Jawaban dari Vivit membuat tubuh Sarka menegang di tempat. Sungguh, ini sangat diluar dugaannya. Sarka menatap Edo, ekspresinya tidak jauh berbeda dengan Sarka. Edo membelalakkan matanya. Mereka berdua terkejut.
"Gantung diri? Serius?" Edo menukas dengan pandangan kelewat serius.
"Iyalah, untung apa kita berdua bohong sama lo berdua, iya nggak Vit?" Gigi menaikkan dagunya, menunggu dukungan dari temannya itu.
"Bener tuh!" Vivit menganggukkan kepalanya. "Udah Gi, yuk balik ke kelas, gue nggak mau berlama-lama di sini."
"Kalian berdua kalau mau lihat, lewat samping tuh, agak longgar sedikit buat nyelinep masuk. Itu kalau kalian pengin lihat, gue saranin sih enggak. Selain nyeremin, mayatnya sudah bau. Yuk Vit!"
Vivit dan Gigi sudah mulai beranjak meninggalkan kerumunan yang semakin banyak terbentuk. Mereka berdua berjalan cepat meninggalkan tempat kejadian.
"Do," panggil Sarka.
"Kenapa Sar?"
"Lo pengin lihat nggak? Gue penasaran banget, lihat yuk?" Sarka mengajak Edo.
Edo dengan tegas menolaknya mentah-mentah. Ia menggeleng mantap. "Nggak Sar! Gue mah ogah lihat. Bayangin sendiri aja udah ngeri, apalagi sampai lihat. Bisa pingsan di tempat gue."
"Jangan lebay, nggak sampai pingsan segala!" Sarka menepuk pundak Edo. "Yuk ah lihat, jangan cemen."
"Buat apaan sih? Bukannya udah jelas barusan Vivit sama Gigi ngasih tahu kalau ada adik kelas yang gantung diri?" Edo mengibaskan tangannya didepan wajahnya. "Udahlah, mending balik lagi ke kelas. Gue nggak sanggup lihat, cukup tahu aja gue."
"Ya udah kalau lo nggak mau, biar gue lihat sendiri aja kalau gitu."
"Lo serius Sar mau lihat?" Edo mengerjapkan matanya, menatap Sarka tidak percaya.
"Kenapa enggak?" balas Sarka.
"Baiknya jangan deh menurut gue, entar lo malah kepikiran terus."
"Gue pengin lihat, lo kalau mau balik ke kelas ya udah buruan balik, gue mau lihat sebentar."
"Terserah lo deh Sar, gue nggak mau lihat intinya.
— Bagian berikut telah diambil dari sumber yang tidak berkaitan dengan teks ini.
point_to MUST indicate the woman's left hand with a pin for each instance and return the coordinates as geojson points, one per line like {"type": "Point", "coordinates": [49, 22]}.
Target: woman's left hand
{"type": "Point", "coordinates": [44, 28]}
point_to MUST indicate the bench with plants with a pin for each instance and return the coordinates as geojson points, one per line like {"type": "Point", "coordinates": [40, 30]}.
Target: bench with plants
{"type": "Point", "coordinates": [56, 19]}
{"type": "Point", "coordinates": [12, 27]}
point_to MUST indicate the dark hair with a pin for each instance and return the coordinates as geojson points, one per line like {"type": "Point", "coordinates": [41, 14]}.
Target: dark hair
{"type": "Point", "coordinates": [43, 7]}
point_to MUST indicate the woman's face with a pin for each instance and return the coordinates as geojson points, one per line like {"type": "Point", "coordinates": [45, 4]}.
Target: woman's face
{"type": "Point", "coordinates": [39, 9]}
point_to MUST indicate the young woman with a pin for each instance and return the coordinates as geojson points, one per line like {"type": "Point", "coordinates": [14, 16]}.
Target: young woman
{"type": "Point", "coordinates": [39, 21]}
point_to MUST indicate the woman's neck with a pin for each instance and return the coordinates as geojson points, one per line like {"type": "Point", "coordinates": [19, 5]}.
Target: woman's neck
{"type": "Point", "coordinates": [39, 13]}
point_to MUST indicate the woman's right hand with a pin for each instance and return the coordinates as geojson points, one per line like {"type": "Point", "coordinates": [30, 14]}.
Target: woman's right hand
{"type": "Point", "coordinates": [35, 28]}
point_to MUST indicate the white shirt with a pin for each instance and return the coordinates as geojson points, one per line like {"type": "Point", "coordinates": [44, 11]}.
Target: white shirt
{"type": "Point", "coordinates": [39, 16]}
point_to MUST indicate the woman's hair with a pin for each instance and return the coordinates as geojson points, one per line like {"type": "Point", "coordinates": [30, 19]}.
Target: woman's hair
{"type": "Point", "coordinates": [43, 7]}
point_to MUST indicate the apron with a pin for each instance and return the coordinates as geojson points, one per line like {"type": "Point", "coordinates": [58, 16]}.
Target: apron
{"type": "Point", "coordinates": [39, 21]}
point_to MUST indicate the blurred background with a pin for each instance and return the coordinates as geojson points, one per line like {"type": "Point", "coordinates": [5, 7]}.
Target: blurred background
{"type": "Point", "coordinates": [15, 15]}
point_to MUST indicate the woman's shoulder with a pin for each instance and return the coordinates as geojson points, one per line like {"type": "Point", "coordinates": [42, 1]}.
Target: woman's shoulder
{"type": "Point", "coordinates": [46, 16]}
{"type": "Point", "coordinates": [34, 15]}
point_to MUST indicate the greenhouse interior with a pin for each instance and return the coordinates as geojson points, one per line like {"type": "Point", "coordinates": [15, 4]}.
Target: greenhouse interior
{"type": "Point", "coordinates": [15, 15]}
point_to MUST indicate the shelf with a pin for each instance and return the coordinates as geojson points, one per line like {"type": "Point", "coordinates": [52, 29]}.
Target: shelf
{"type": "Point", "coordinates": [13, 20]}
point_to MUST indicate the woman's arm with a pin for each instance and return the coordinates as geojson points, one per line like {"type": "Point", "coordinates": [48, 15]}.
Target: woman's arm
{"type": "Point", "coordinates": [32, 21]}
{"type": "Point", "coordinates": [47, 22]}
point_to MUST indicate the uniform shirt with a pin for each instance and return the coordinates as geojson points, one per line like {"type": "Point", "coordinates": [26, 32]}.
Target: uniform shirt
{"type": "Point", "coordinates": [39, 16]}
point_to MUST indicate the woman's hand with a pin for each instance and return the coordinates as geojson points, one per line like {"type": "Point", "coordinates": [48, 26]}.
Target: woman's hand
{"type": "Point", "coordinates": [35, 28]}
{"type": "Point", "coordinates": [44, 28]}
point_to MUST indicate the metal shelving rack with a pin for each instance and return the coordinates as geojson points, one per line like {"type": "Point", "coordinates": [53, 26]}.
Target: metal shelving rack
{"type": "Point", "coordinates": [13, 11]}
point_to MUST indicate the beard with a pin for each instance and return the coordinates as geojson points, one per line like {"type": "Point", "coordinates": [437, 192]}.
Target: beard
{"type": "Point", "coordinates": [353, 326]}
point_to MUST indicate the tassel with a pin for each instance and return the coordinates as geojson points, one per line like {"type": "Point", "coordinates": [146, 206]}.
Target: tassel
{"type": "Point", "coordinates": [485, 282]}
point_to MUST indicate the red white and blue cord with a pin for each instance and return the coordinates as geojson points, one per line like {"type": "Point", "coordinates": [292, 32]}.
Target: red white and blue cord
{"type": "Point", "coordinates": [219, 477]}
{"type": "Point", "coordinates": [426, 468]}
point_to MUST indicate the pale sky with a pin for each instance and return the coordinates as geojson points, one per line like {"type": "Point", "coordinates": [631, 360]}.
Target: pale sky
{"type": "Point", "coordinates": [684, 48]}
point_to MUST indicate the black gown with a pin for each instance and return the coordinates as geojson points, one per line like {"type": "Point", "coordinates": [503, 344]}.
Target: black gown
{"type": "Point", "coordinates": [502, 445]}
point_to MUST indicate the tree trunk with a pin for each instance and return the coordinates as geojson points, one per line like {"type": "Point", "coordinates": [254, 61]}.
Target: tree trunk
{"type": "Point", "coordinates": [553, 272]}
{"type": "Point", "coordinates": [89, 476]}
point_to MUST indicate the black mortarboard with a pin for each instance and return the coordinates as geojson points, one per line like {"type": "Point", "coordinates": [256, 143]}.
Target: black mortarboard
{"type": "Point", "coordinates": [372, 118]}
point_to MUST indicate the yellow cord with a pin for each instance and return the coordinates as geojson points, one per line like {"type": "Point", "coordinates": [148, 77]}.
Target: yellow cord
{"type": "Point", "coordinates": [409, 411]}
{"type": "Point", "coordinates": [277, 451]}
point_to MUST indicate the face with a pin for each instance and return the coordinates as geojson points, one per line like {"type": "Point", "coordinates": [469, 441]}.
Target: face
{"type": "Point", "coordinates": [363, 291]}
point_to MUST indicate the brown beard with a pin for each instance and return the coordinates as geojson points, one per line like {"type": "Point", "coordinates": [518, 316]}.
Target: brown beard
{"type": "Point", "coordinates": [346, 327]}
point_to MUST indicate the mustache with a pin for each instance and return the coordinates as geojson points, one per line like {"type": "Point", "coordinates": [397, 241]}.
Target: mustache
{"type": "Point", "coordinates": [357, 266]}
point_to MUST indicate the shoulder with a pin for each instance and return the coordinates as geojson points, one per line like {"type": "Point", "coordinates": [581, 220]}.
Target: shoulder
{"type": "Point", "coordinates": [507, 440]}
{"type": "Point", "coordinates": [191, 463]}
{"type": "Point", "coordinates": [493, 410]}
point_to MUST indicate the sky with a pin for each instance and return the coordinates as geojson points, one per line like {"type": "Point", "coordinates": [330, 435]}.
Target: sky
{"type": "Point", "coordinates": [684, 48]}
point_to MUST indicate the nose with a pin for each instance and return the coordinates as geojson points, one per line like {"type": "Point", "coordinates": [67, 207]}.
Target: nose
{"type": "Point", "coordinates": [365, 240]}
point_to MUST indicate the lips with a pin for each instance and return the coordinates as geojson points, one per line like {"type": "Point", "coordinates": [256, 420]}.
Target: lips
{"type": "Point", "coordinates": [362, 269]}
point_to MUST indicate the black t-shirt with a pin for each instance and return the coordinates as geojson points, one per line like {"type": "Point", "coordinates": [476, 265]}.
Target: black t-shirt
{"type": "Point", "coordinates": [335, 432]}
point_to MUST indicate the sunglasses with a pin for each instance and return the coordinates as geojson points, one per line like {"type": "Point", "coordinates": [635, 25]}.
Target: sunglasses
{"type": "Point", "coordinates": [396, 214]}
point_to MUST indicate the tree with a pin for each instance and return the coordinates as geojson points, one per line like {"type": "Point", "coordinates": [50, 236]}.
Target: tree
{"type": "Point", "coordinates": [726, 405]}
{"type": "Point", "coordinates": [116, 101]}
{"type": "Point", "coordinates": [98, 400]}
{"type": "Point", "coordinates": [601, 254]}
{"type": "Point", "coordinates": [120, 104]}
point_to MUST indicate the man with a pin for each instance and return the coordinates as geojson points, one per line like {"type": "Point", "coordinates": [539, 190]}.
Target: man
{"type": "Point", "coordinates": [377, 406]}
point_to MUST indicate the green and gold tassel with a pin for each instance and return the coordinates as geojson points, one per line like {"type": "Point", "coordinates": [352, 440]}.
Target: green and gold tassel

Ya tapi masa gue harus balik ke kelas sendirian?"
"Ya udah sih, ikut gue aja ayo!"
"Ogah!"
"Repot banget nih anak." Sarka mencibir pelan seraya mendesah panjang. "Ya udah, lo tungguin di sini aja, biar gue masuk sebentar. Gue pengin lihat."
"Jangan lama-lama ya!" Edo mewanti-wanti Sarka.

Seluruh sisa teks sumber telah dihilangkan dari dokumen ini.